En estos días también vimos con gran pesar como algunos de nuestros profesores han sido objeto de funas, duros insultos y amenazas de muerte en las redes sociales. La finalidad de conseguir un buen trato no se puede alcanzar con maltrato. Es posible que algunos de ellos hayan cometido errores o incurrido en malos tratos hacia sus estudiantes. La comisión de investigación constituida la semana pasada busca aclarar estos hechos. Por razones de prudencia, los hemos separado de sus funciones mientras dure la investigación.
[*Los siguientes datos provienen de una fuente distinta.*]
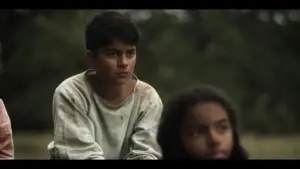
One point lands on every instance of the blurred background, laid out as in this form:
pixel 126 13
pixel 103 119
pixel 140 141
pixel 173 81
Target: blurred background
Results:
pixel 252 54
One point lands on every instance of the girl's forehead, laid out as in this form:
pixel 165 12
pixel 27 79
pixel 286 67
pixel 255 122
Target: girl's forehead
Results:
pixel 207 113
Que no quede duda de que se tomarán las medidas pertinentes cuando la comisión llegue a un resultado, pero sería muy injusto adelantar un juicio.

No puedo negar que me preocupa que se dañe el rol que cumplen los campos clínicos en la formación docente de las carreras de la salud, donde nuestros estudiantes desarrollan sus prácticas e internados. Son espacios fundamentales para la docencia, tanto en ésta como en otras universidades. Allí, los estudiantes aprenden a resolver los problemas prácticos que enfrentarán en su vida profesional. Habrá, ciertamente, cosas que corregir, pero nuestros egresados reconocen que esta experiencia formativa ha sido fundamental para hacer de ellos profesionales competentes, y están agradecidos de la mayoría de las personas que los guiaron en ese período.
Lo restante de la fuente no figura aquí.